İlk 45 bittiğinde ortalık yanıyordu. Fenerbahçe futbol kalitesi olarak sezon ortalamasının bile çok altında kaldı. Pendik baskısı, oyunun sertliği, yatanın yerden kalkmaması, tempoyu düşürmek adına 17 kez faul yapmaları, Kadıköy'e bir "kör dövüşü" getirdi. Toplam 21 dakika uzatma geldi maça. Düşünün artık.
Halil Akbunar 10 dakika önce kaçırdığı golü, aynı yerden atınca sancılı gece kâbus eşiğindeydi. Bu ilk defa olmuyor. Adına "taktik faul" denilen bu illet, bu oyunda var maalesef. Çözüm hakemin bunu fark edip, izin vermemesinde. 17 faulün karşılığı sadece iki sarı kart olunca, bahsettiğimiz yangının alevleri büyüdü, tribünleri sardı, gerilim arttı.

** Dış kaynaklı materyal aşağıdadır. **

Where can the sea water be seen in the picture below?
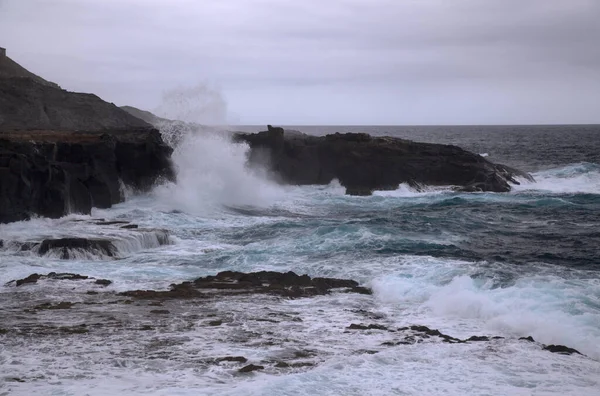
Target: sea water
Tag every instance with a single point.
(518, 264)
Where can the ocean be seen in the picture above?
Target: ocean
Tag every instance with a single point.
(509, 265)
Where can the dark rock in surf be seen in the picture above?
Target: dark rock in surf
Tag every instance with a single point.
(34, 278)
(251, 367)
(363, 163)
(65, 246)
(561, 349)
(287, 284)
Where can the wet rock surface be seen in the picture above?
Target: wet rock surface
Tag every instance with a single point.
(287, 284)
(64, 152)
(53, 173)
(222, 329)
(110, 236)
(363, 163)
(34, 278)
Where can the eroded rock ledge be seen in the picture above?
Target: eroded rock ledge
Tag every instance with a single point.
(247, 312)
(363, 163)
(287, 284)
(53, 173)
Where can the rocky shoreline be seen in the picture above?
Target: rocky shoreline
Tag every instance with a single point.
(363, 163)
(54, 173)
(89, 308)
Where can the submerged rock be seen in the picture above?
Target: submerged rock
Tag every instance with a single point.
(287, 284)
(564, 350)
(363, 163)
(34, 278)
(67, 245)
(251, 367)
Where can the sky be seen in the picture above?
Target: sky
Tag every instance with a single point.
(320, 62)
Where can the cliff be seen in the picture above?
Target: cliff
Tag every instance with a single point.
(64, 152)
(363, 163)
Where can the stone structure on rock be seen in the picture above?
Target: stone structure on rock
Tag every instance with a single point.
(363, 163)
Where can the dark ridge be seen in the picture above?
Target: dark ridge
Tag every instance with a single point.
(363, 163)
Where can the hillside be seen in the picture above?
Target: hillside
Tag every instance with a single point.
(28, 102)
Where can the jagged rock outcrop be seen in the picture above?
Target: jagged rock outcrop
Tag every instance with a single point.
(63, 152)
(52, 173)
(363, 163)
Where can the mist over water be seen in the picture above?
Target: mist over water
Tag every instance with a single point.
(512, 265)
(212, 172)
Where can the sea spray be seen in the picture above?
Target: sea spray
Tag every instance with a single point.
(212, 171)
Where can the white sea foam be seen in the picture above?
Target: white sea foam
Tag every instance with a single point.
(212, 171)
(576, 178)
(451, 295)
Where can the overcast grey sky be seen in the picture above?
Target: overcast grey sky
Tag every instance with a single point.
(324, 61)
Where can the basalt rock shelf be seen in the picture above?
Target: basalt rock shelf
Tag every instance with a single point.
(363, 163)
(236, 322)
(65, 152)
(53, 173)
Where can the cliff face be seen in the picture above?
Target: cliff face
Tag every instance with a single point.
(363, 163)
(63, 152)
(51, 173)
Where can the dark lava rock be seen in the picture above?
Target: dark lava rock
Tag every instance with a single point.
(363, 163)
(286, 284)
(33, 278)
(60, 305)
(355, 326)
(251, 367)
(427, 332)
(238, 359)
(102, 246)
(63, 152)
(561, 349)
(115, 222)
(478, 338)
(160, 311)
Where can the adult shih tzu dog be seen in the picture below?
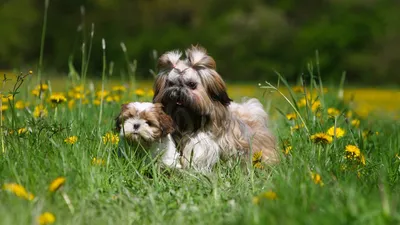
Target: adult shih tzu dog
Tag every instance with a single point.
(209, 127)
(146, 125)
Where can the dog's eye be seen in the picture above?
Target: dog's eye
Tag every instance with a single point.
(191, 85)
(170, 83)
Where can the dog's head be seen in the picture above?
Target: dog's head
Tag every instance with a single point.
(143, 122)
(190, 89)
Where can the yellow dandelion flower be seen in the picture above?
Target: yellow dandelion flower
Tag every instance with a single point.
(109, 99)
(71, 140)
(257, 156)
(339, 132)
(150, 93)
(140, 92)
(349, 114)
(20, 104)
(96, 102)
(4, 107)
(116, 98)
(110, 138)
(46, 218)
(298, 89)
(56, 184)
(256, 200)
(366, 133)
(79, 88)
(102, 94)
(18, 190)
(354, 153)
(258, 165)
(317, 179)
(355, 123)
(321, 138)
(40, 111)
(98, 162)
(287, 149)
(35, 92)
(291, 116)
(302, 102)
(71, 104)
(296, 127)
(315, 106)
(118, 89)
(57, 98)
(22, 131)
(42, 87)
(332, 112)
(6, 98)
(271, 195)
(79, 96)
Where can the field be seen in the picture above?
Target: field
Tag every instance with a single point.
(58, 156)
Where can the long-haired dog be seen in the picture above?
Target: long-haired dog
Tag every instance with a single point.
(146, 125)
(209, 126)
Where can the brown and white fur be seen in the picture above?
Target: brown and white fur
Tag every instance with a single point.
(209, 126)
(146, 124)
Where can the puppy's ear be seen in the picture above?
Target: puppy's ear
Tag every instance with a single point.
(168, 60)
(198, 58)
(119, 119)
(166, 122)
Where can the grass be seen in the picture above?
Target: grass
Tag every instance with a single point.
(313, 184)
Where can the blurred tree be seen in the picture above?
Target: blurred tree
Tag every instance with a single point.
(249, 39)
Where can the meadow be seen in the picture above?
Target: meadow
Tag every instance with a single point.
(339, 148)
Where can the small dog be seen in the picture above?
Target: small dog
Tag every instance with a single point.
(209, 126)
(146, 124)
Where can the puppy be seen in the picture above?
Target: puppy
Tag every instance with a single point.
(209, 127)
(146, 124)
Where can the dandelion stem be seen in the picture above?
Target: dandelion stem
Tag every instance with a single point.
(102, 81)
(290, 103)
(46, 6)
(68, 202)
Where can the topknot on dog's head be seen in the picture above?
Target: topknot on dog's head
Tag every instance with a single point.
(169, 60)
(198, 58)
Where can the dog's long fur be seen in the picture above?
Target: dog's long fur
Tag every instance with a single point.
(209, 125)
(146, 124)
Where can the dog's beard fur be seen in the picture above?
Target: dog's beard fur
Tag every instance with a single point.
(195, 96)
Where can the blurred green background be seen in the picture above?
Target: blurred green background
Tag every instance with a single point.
(248, 38)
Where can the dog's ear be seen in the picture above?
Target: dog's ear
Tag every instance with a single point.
(166, 122)
(198, 58)
(119, 119)
(168, 60)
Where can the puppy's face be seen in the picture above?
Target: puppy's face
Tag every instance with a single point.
(143, 123)
(189, 88)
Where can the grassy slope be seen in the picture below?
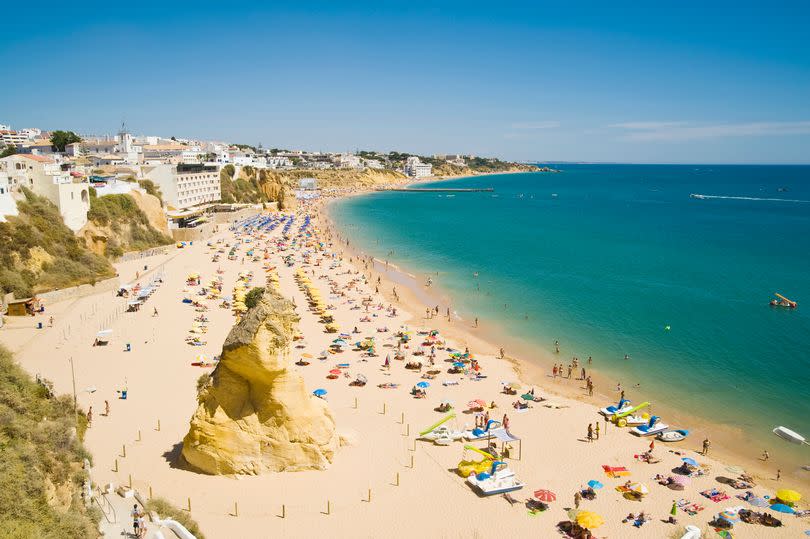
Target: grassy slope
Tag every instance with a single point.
(38, 252)
(41, 457)
(128, 226)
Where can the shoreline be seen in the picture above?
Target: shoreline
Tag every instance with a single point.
(724, 439)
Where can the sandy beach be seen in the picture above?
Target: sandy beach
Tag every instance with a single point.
(385, 482)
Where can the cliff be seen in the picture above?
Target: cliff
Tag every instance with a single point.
(256, 415)
(39, 253)
(120, 223)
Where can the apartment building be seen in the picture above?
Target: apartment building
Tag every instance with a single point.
(186, 185)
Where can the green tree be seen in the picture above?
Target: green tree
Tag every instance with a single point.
(253, 297)
(60, 139)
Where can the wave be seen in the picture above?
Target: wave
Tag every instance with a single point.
(695, 195)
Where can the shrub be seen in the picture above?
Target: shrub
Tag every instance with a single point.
(253, 297)
(39, 448)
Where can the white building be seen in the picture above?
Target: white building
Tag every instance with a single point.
(186, 185)
(417, 169)
(70, 193)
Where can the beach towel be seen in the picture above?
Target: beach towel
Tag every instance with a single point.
(615, 471)
(715, 495)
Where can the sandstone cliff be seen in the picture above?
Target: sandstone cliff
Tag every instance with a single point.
(256, 415)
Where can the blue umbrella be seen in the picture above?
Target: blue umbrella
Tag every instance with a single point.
(782, 508)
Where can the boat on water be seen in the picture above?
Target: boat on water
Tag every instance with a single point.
(653, 427)
(499, 480)
(789, 435)
(782, 301)
(673, 435)
(622, 406)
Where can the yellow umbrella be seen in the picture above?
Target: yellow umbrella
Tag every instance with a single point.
(589, 519)
(787, 495)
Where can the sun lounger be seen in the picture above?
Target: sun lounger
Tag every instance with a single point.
(615, 471)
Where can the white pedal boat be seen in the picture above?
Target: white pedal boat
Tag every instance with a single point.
(673, 435)
(620, 408)
(498, 482)
(443, 435)
(653, 427)
(789, 435)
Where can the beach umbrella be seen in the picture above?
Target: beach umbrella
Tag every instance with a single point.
(639, 488)
(730, 516)
(788, 496)
(681, 480)
(782, 508)
(589, 519)
(544, 495)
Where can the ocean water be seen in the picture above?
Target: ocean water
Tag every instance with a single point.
(623, 261)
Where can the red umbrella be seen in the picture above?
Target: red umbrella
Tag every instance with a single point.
(545, 495)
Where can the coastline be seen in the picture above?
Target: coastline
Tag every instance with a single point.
(729, 444)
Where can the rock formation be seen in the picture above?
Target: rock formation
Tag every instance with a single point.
(256, 415)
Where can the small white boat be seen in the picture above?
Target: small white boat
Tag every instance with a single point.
(502, 479)
(443, 435)
(632, 421)
(789, 435)
(622, 406)
(653, 427)
(673, 435)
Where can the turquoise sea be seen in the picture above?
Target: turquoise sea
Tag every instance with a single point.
(605, 258)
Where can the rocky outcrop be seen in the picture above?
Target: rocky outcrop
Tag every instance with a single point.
(256, 415)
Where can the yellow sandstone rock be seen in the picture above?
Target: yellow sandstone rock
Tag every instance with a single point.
(256, 415)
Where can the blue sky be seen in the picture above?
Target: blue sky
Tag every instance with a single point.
(575, 81)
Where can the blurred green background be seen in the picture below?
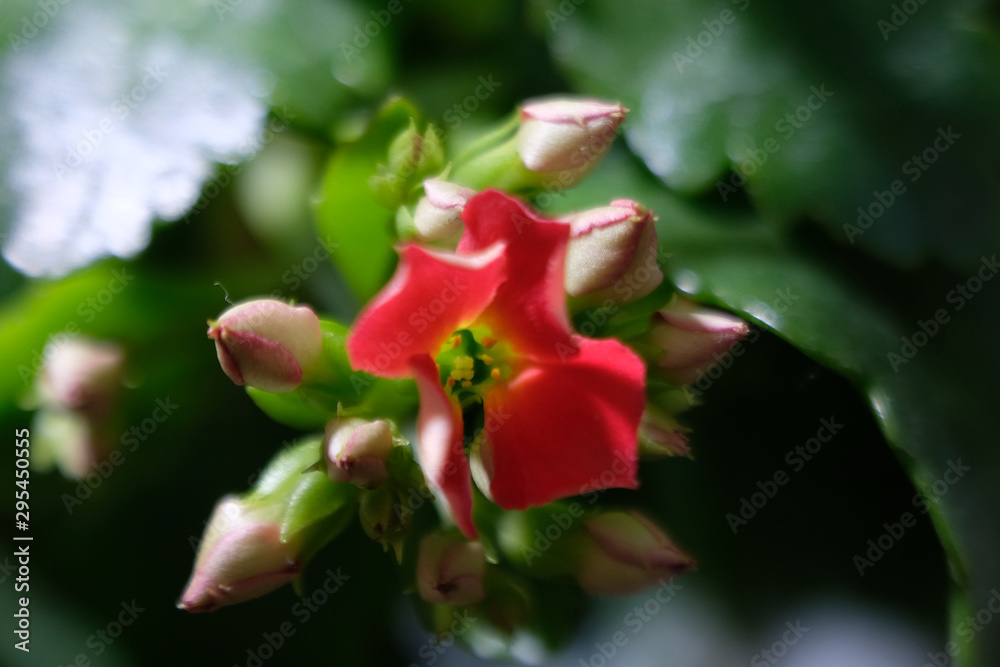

İsmail Kartal üç sarı kartlı defansından, ikisini yanına aldı ikinci yarı başlarken. Belki de bir planı fark etti, engellemek istedi. Yenik takım, defansif hamle yapıyorsa, kodlarını doğru okumak gerekiyor
Mert Hakan'ın imkânsız golü ile birlikte, Kadıköy "inanan" havasına geri döndü. Bu sezon ilk defa tribünler bir maçı böyle yüksek konsantrasyon ile oynadı. Her saniye içindeydiler sahanın. Onlar istedi, takım koştu. Takım koştu, goller geldi, rakibin kırmızıları ile beraber. İrfan Can Kahveci oyuna girişi ile birlikte ofansif organizasyonu bambaşka hale getirdi. Sorun şu; İrfan Can'ın ayağı ceza alanı çizgisiyle temasta olduğu halde VAR penaltı kararını 2,5 dakikada verdi. Her maçta "nasıl vermeyiz, nasıl saymayız-sayarız" beklemesi yapıyorlar. İzah edemezler kendilerini, kimse inanmaz onlara.
Avrupa'da Türk Bayrağı ellerinde, ligde "vazgeçmeyen" karakterleri ile sahadalar. "Hak edilmiş" şekilde sürekli yokuş çıkıyorlar. Helal olsun.